Unusual Case of GI Anthrax in New Hampshire Raises Questions
By Amesh A. Adalja, MD, January 8, 2010
Since the anthrax attacks in 2001, public health authorities have been attuned to the detection of this deadly pathogen, the presence of which may be the result of natural infection or may signal a bioterrorism event. Of the 3 types of anthrax infection (cutaneous, inhalational, and gastrointestinal), gastrointestinal (GI) is the most rare, with no cases reported in the United States prior to the one reported in New Hampshire in December.
African Drum Skin Implicated
On December 26, 2009, the New Hampshire Department of Health and Human Services announced that a female member of a drumming group was diagnosed with gastrointestinal anthrax, presumably contracted at an event held on December 4. The woman, a dancer, did not use the African drums that were used by others at the event.
The woman's symptoms began on December 5, she was diagnosed on December 24, and she is being treated in a Boston hospital. However, the details of her case history, including symptoms, diagnostic tests, and clinical course, have not been made public as of this writing. What is known is that 2 drum skins and an electrical outlet from the drumming group’s center have tested positive for the same strain of anthrax found in the patient. The isolate is sensitive to all antibiotics with activity against Bacillus anthracis, and post-exposure prophylaxis with doxycycline and the anthrax vaccine are being given to 94 other people who may have been exposed on December 4. No other cases have been detected to date.

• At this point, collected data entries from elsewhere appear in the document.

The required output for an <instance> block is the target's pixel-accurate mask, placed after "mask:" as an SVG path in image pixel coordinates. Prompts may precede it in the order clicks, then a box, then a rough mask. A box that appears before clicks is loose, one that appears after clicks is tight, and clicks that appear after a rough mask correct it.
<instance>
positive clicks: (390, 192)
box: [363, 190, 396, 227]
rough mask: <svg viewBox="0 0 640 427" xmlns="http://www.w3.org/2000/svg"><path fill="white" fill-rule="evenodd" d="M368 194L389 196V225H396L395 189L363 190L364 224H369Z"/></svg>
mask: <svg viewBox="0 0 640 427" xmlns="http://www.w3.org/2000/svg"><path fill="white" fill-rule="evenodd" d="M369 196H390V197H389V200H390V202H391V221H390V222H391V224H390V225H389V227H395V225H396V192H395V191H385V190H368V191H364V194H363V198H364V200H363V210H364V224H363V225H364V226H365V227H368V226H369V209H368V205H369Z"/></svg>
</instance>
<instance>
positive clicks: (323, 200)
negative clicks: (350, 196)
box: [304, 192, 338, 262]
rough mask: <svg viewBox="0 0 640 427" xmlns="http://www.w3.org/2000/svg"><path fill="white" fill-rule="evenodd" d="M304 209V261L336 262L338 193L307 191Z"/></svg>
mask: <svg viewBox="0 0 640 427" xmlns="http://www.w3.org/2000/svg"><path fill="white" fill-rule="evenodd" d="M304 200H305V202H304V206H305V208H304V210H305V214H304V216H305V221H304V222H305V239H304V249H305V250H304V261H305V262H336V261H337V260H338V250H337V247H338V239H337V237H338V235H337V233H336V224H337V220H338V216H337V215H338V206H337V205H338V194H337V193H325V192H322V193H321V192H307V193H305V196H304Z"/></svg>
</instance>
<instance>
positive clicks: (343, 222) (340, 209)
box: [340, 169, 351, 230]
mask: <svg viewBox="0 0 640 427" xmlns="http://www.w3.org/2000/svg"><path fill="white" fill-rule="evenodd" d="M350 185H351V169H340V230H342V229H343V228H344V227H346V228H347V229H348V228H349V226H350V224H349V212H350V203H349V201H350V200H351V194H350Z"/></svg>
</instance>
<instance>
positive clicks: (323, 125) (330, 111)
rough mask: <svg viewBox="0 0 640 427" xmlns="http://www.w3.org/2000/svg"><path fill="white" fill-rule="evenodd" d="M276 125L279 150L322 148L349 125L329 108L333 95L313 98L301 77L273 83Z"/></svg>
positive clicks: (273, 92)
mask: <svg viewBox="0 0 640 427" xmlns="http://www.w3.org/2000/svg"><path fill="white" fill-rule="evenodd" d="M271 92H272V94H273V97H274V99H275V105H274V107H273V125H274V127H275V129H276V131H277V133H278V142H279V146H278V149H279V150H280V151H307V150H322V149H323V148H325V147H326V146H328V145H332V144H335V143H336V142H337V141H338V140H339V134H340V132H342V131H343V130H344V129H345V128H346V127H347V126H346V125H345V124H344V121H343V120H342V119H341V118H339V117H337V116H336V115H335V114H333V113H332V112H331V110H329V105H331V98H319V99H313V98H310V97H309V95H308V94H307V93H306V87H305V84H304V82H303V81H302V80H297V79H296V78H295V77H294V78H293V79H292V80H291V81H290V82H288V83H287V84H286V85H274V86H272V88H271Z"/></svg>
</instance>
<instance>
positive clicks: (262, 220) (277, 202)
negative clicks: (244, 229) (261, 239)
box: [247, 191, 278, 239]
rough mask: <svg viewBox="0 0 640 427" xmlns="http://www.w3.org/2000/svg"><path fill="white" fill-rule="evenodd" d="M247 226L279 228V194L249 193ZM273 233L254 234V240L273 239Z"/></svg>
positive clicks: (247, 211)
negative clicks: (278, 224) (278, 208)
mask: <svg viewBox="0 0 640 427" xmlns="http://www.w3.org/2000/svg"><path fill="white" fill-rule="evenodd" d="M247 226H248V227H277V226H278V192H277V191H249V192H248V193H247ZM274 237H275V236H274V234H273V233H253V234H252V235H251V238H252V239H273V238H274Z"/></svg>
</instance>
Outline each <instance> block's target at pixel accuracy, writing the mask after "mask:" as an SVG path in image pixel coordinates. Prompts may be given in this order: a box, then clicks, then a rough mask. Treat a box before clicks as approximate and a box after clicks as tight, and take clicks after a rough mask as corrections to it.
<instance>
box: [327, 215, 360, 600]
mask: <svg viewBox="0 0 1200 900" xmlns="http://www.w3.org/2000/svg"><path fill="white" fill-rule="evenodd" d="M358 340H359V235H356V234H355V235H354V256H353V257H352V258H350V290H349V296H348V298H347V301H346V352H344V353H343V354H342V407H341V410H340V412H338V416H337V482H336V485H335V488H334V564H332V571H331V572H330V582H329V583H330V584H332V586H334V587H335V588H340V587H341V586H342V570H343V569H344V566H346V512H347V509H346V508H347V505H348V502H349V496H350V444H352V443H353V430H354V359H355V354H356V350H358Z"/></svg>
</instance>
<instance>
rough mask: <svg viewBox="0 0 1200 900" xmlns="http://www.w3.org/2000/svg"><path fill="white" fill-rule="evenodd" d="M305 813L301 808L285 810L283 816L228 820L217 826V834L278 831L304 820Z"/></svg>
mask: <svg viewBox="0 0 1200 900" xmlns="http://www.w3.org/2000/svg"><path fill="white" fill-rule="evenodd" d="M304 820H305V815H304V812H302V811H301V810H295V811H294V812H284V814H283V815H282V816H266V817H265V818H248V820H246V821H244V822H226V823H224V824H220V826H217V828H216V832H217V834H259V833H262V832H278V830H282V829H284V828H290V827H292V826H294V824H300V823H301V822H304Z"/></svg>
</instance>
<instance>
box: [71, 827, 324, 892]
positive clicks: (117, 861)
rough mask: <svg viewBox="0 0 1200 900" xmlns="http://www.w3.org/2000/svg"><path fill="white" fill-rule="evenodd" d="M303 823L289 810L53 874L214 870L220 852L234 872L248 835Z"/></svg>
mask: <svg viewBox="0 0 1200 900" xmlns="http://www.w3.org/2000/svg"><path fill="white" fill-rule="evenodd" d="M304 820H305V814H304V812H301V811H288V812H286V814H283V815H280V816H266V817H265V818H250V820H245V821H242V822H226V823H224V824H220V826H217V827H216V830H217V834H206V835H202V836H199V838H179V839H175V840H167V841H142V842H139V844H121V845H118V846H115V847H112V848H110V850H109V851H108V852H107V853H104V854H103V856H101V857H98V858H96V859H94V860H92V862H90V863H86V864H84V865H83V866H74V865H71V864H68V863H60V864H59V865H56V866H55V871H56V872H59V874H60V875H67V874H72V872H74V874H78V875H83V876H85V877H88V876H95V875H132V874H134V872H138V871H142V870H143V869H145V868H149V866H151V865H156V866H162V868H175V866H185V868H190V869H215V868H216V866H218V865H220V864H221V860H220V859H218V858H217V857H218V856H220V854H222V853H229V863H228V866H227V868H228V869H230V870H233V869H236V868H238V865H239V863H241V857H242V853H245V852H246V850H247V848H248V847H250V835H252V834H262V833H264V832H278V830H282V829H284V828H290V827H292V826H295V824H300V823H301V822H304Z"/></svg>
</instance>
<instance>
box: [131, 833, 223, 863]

Gastrointestinal Anthrax is Extremely Rare
Prior anthrax infections involving African drums have been of the cutaneous or inhalational variety, with no recorded cases of GI anthrax. GI anthrax from any cause is thought to represent just 1% of all anthrax cases, and it is almost exclusively confined to rural regions of the developing world. With mortality rates that can reach 40%, GI anthrax is acquired by eating meat contaminated with the vegetative form, rather than the spores, of the B. anthracis bacterium. Symptoms typically occur after an incubation period of 1 to 5 days. The table below highlights the clinical features and diagnostic testing for GI anthrax.
|Clinical Presentation||Fever, dysphagia, oral ulcers, nausea, vomiting, abdominal pain, hematemesis, massive ascites, bloody diarrhea, secondary bacteremia, secondary meningitis|
|Diagnostic modalities||Throat culture, rectal culture, stool culture, ascites culture, blood culture|
Several important questions remain unanswered:
- What was the case patient’s presenting symptom?
- What is the presumed mechanism of exposure that allowed GI anthrax—and not inhalational anthrax—to develop?
- How was the diagnosis made?
- What has been the clinical course of the patient?
- Have any other members of the drumming circle had spores isolated from their bodies?
Expeditious publication of the details of this case and the investigation are essential to understanding the epidemiology of this case and the pathophysiology of GI disease, and not inhalational disease, in this patient.